Indisturbati col rosario invocano "purificazione" ai manifestanti del Treviso Pride



Treviso, 18 giugno 2016. Durante la manifestazione Treviso Pride è comparso, per qualche minuto, uno sparuto gruppo di persone, recanti in mano crocefissi e rosari. Mormorando preghiere incomprensibili invitavano il corteo a "purificarsi".
Interessante innanzitutto constatare come la testata giornalistica trevigiana La Tribuna di Treviso non abbia dato risalto al fatto, dedicandosi piuttosto alla strumentalizzazione delle nostre dichiarazioni e al fraintendimento di un cartellone esposto dai manifestanti (risultava tanto complesso comprendere che alla manifestazioni fossero presenti anche donne omosessuali?).

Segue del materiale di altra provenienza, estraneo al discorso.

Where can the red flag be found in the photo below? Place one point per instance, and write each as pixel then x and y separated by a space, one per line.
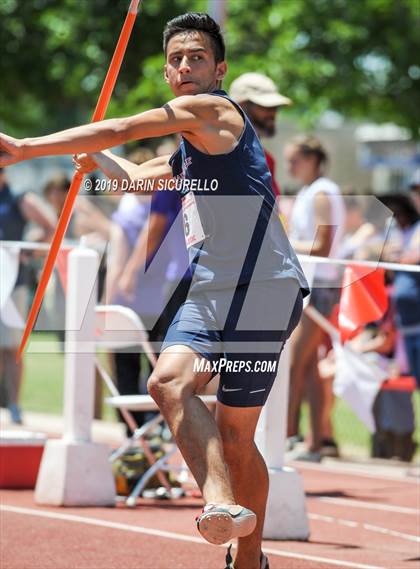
pixel 363 299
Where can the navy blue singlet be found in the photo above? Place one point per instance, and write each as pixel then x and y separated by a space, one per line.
pixel 243 236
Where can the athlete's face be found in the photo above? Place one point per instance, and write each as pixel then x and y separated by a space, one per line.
pixel 190 65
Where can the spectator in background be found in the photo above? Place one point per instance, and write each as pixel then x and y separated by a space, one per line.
pixel 415 188
pixel 403 246
pixel 259 97
pixel 146 292
pixel 88 219
pixel 16 212
pixel 316 227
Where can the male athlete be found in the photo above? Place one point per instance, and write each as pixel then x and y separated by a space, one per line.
pixel 247 289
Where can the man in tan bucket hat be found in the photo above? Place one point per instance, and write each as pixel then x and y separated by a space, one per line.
pixel 259 97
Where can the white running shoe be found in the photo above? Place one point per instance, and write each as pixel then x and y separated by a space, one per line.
pixel 219 523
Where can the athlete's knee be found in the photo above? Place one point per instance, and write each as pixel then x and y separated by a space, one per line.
pixel 160 385
pixel 165 387
pixel 235 442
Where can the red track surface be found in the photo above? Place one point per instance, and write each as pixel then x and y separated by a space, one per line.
pixel 356 521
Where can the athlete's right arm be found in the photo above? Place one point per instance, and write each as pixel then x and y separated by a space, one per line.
pixel 173 117
pixel 118 168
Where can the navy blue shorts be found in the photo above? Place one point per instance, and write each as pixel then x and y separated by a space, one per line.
pixel 240 333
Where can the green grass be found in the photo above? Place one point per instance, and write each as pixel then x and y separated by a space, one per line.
pixel 43 393
pixel 43 384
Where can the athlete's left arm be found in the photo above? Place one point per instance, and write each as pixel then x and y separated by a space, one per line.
pixel 190 114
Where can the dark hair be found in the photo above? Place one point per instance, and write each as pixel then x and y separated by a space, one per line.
pixel 196 22
pixel 309 145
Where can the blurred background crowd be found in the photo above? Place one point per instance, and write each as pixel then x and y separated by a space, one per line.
pixel 331 89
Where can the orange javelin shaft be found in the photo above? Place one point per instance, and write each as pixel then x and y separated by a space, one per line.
pixel 64 219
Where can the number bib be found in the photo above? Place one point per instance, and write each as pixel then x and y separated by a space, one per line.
pixel 193 228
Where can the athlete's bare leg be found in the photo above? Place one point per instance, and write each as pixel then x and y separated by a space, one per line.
pixel 248 473
pixel 173 385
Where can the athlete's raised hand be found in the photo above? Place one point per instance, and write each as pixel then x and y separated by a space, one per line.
pixel 84 163
pixel 10 150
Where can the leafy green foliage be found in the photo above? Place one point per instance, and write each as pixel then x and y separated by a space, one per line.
pixel 357 57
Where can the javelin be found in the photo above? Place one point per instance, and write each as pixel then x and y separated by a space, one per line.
pixel 98 115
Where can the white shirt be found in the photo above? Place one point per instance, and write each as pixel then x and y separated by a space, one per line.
pixel 303 226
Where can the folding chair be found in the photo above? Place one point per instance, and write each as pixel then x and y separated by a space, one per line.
pixel 120 327
pixel 129 403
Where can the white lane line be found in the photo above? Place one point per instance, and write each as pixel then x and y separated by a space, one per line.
pixel 368 505
pixel 171 535
pixel 369 527
pixel 343 469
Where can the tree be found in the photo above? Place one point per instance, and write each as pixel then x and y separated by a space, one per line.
pixel 356 57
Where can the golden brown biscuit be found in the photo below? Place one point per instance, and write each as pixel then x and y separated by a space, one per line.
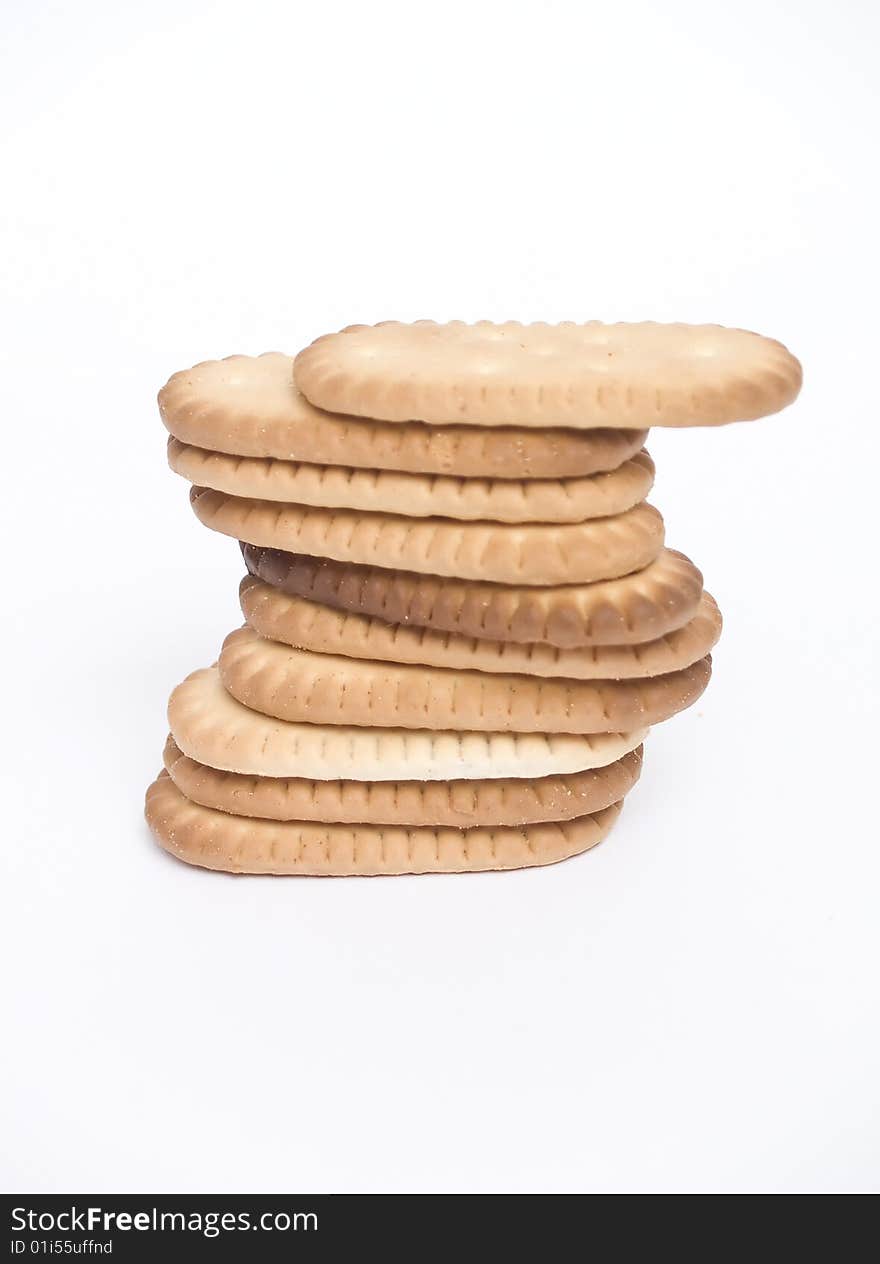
pixel 636 608
pixel 242 844
pixel 248 406
pixel 568 374
pixel 211 727
pixel 570 553
pixel 312 688
pixel 460 804
pixel 310 626
pixel 420 496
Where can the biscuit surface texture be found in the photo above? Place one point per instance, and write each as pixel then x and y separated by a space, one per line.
pixel 580 376
pixel 310 626
pixel 459 804
pixel 568 553
pixel 641 607
pixel 417 494
pixel 211 727
pixel 239 844
pixel 248 406
pixel 302 685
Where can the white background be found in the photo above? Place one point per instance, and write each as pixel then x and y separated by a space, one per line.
pixel 694 1005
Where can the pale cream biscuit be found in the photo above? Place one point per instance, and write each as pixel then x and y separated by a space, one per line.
pixel 420 496
pixel 569 553
pixel 242 844
pixel 641 607
pixel 311 626
pixel 211 727
pixel 306 686
pixel 460 804
pixel 568 374
pixel 248 406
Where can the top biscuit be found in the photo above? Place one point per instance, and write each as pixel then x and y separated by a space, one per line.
pixel 588 376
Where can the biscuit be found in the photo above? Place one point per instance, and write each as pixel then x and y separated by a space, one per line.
pixel 642 607
pixel 242 844
pixel 572 553
pixel 501 802
pixel 306 686
pixel 568 374
pixel 248 406
pixel 310 626
pixel 211 727
pixel 421 496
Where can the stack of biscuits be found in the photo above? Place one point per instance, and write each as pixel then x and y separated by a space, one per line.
pixel 462 617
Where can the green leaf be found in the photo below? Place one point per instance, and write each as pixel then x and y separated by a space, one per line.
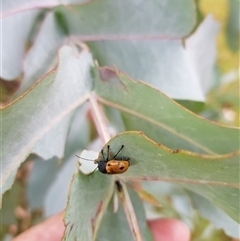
pixel 27 119
pixel 42 175
pixel 160 118
pixel 157 69
pixel 86 194
pixel 214 177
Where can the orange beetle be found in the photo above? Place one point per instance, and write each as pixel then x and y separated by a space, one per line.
pixel 116 165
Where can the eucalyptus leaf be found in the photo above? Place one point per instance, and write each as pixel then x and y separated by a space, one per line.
pixel 32 115
pixel 160 118
pixel 214 177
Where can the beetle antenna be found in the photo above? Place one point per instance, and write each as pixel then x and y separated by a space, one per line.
pixel 84 158
pixel 108 152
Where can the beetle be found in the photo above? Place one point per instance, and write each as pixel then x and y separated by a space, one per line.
pixel 114 165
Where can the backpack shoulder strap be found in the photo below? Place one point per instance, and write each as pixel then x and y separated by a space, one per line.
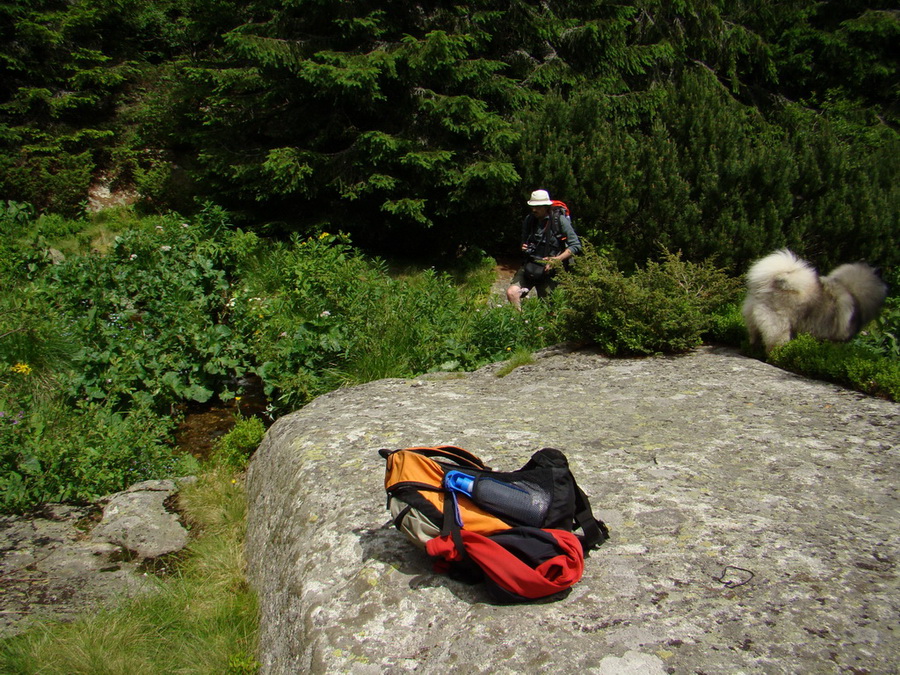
pixel 448 452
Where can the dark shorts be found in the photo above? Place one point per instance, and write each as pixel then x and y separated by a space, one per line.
pixel 543 286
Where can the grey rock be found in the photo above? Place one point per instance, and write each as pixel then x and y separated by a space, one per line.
pixel 139 521
pixel 60 562
pixel 754 520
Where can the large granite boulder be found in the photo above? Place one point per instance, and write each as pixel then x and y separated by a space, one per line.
pixel 753 516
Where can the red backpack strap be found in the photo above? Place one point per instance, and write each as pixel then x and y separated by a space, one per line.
pixel 558 556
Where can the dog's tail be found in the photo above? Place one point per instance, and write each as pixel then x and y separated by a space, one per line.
pixel 782 272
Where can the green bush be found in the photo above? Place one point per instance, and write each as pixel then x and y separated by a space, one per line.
pixel 318 314
pixel 151 317
pixel 53 452
pixel 848 364
pixel 234 449
pixel 663 308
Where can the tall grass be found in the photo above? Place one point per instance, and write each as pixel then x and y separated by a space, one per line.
pixel 201 619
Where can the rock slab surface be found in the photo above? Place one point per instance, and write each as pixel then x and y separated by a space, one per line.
pixel 753 513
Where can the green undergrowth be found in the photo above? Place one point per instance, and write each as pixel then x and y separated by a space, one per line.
pixel 852 365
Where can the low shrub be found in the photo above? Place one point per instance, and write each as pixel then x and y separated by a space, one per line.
pixel 852 365
pixel 666 307
pixel 51 451
pixel 234 449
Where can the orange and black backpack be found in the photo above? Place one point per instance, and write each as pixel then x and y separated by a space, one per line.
pixel 513 530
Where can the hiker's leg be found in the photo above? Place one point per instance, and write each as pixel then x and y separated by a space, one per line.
pixel 517 289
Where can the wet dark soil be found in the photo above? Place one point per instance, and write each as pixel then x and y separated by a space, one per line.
pixel 206 423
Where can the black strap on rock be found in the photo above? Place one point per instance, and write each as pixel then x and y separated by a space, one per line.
pixel 595 530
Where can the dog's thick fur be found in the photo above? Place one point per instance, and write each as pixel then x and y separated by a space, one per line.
pixel 786 296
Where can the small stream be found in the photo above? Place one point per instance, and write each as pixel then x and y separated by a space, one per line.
pixel 206 423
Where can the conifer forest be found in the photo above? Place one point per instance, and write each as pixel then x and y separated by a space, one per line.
pixel 718 128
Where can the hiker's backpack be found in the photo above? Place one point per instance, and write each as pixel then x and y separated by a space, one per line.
pixel 513 530
pixel 557 241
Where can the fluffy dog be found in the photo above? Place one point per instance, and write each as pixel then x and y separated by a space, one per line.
pixel 786 296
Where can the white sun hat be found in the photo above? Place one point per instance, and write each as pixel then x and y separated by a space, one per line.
pixel 540 198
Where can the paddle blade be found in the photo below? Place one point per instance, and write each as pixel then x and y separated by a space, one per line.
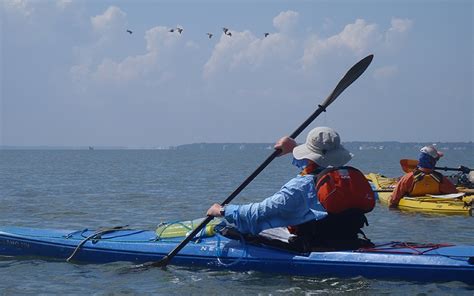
pixel 408 165
pixel 347 80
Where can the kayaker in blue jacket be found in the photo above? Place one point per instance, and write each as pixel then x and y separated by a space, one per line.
pixel 296 202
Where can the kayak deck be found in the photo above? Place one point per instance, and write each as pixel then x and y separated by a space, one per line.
pixel 396 260
pixel 426 204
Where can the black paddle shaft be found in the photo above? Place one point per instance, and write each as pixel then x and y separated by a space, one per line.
pixel 347 80
pixel 463 169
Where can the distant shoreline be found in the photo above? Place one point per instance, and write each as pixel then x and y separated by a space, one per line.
pixel 353 145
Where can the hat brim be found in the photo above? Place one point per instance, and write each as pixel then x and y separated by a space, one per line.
pixel 334 158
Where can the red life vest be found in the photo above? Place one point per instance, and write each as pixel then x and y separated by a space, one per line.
pixel 344 188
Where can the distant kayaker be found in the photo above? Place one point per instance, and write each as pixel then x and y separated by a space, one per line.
pixel 424 179
pixel 309 204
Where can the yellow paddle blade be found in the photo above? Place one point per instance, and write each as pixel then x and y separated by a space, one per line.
pixel 408 165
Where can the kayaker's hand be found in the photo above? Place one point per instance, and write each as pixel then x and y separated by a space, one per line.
pixel 286 145
pixel 215 210
pixel 393 206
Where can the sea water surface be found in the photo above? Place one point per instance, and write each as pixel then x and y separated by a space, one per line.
pixel 77 189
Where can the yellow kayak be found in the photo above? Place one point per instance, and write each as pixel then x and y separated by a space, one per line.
pixel 460 204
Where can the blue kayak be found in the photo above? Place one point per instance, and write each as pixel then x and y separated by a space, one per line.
pixel 391 260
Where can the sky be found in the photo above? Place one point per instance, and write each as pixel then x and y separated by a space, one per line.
pixel 71 74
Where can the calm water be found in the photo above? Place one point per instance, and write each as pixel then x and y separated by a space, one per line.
pixel 75 189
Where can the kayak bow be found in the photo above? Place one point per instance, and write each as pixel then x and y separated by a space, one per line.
pixel 393 260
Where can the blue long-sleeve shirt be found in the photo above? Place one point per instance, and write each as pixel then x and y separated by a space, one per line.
pixel 295 203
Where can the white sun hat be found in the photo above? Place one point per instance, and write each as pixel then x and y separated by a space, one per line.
pixel 432 151
pixel 323 146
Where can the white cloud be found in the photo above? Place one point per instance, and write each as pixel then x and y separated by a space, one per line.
pixel 286 20
pixel 160 48
pixel 356 38
pixel 244 49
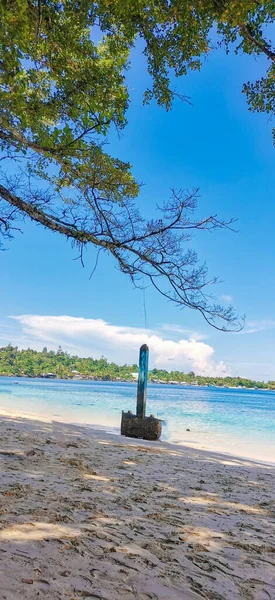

Le domande che ci poniamo sono due:
1) Le forze dell'ordine dov'erano? Dopo essersi giustamente raccomandate affinché il corteo rispettasse le disposizioni riguardanti la sobrietà e il percorso, com'è possibile che il loro sistema di sicurezza sia stato eluso da una decina di fanatici con enormi e vistosi crocefissi in mano? E se avesse fatto seguito una reazione violenta? Apriti cielo.
2) Per quale valida motivazione le veglie delle Sentinelle in Piedi sono regolarmente blindate, anche per i comuni cittadini, mentre ai vari Pride chiunque può intervenire a pochi centimetri di distanza dai manifestanti e dire la sua?

Ritengo personalmente tutto ciò parecchio fastidioso (attenzione: personalmente! Alessandro Pinarello. Quindi non come Arcigay, Arcilesbica, UDU, NATO, ONU, Unicef... Personalmente! Lo dico affettuosamente per La Tribuna di Treviso).

Ci complimentiamo vivamente con i predicatori d'odio per l'enorme coraggio dimostrato nell'affrontare un intero corteo, ma ci teniamo a precisare che il tentativo è stato velleitario: saremo sempre più noi stessi del giorno prima. Voi invece non siete tanto diversi dal padre del giovane attentatore di Orlando.